A group of settlers opposed to Israel's plan to force Jews out of the Gaza Strip have begun wearing orange stars recollecting the Holocaust.
Moshe Freiman says the Gaza plan is a new Shoah
"I want to shock Israel, and if I have to don a Star of David I will do it," Gaza settler Aharon Tzur said.
The move has touched a raw nerve in Israel, where many support the Gaza pullout and see the settlers' protest as trivialising the Nazi genocide.
Critics say the protest equates the Israeli army with Nazi forces.
"With all the empathy one feels for people being uprooted from their homes, the notion that Israel is about to send them to Auschwitz is a horrible distortion," said Efraim Zuroff of the Simon Wiesenthal Centre.

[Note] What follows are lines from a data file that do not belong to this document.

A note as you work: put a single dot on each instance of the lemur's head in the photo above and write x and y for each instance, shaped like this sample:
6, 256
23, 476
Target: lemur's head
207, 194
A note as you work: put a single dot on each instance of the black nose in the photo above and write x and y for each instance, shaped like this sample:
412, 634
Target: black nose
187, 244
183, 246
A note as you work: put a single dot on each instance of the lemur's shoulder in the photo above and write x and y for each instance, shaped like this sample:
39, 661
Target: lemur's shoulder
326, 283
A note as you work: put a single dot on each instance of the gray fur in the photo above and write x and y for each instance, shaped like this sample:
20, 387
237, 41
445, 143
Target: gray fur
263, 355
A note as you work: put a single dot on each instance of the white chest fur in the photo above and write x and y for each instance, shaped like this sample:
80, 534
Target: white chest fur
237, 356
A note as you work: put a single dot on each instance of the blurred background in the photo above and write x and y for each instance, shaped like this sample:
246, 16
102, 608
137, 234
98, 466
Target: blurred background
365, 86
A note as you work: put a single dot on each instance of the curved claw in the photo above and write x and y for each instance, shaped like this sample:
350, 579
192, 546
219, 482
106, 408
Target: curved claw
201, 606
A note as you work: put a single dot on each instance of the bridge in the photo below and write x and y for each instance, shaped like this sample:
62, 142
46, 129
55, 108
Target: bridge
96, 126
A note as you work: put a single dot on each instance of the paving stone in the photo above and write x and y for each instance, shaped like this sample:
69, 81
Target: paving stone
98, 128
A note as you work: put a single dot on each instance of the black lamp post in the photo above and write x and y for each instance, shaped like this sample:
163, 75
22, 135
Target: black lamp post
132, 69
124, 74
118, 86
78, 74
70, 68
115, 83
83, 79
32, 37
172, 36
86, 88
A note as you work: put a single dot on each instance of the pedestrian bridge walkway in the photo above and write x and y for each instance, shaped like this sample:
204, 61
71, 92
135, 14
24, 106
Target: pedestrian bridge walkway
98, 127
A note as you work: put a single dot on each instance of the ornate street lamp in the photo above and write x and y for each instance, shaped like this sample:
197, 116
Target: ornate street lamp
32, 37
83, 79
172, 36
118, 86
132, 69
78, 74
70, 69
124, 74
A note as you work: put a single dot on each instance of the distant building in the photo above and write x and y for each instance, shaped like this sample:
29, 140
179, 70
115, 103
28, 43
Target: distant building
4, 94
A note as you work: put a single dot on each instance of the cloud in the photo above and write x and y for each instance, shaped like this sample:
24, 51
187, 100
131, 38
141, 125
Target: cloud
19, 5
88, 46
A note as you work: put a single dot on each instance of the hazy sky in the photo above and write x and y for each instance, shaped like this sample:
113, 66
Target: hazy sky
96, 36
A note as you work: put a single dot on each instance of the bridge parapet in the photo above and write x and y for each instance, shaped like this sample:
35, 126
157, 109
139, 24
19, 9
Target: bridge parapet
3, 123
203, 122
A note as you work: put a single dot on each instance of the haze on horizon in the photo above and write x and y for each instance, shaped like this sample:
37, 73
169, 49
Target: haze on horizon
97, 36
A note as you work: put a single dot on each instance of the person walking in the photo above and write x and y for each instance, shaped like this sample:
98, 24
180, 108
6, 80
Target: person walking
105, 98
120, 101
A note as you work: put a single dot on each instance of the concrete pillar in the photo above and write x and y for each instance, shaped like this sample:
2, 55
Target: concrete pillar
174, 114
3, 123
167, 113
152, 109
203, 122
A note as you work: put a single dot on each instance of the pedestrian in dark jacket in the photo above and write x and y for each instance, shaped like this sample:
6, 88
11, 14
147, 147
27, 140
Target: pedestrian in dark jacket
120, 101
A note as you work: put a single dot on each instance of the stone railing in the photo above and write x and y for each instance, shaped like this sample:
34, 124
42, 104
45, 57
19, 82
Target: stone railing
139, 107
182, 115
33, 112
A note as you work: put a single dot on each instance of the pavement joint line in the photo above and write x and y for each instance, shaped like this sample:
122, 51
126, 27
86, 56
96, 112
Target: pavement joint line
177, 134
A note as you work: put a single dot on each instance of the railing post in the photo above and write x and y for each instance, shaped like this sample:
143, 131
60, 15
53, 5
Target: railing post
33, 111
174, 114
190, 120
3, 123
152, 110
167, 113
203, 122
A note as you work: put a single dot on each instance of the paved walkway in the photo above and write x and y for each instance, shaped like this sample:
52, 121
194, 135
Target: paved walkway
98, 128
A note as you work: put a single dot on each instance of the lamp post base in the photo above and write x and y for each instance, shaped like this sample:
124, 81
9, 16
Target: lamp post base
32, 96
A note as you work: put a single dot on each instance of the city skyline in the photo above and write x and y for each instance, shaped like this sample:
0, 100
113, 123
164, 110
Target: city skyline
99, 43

Under Nazi rule in the 1930s and 1940s, European Jews were forced to wear yellow Stars of David before and during the genocide as an emblem of shame.
Chairman of Israel's Yad Vashem Holocaust memorial, Avner Shalev, accused the protesters of damaging the memory of the Holocaust, that was "a unifying factor in Israeli society, not the opposite".
The Yesha council of settler leaders joined in the criticism, although it has urged followers to break the law to resist evacuation from Gaza.
Protesters denied that the settlers were likening the Israeli government to the Nazis.
"I am not making a comparison with the Nazis, because our star is orange, not yellow," said Moshe Freiman of the Gush Katif settlement bloc.
"I sense that I am a victim of a new expulsion of Jews and that a Shoah [Holocaust] is being visited on my home where I have lived for the last 28 years," he added.
PM Ariel Sharon has urged settlers to obey the law
Meanwhile, Israel's police chief has expressed concern that resistance by ideological settlers could hamper the evacuation.
"The evacuation will be hard to execute, but if it is not, this will be dangerous for Israeli democracy," Moshe Karadi said in a speech .
The government plans to compensate Jews who leave the settlements peacefully, but has threatened to impose heavy fines or imprison settlers who do not obey the law.
Bitterness among Gaza settlers was increased on Tuesday when Palestinian rockets hit a synagogue in the Netzarim settlement during morning prayers, causing damage but no injuries.
The disengagement plan entails evacuating the 8,000 settlers from Gaza and four West Bank enclaves and the troops who protect them, but keeping control of Gaza's borders, coastline and airspace.
Israeli forces have occupied the Gaza Strip and West Bank - home to nearly four million Palestinians - since 1967.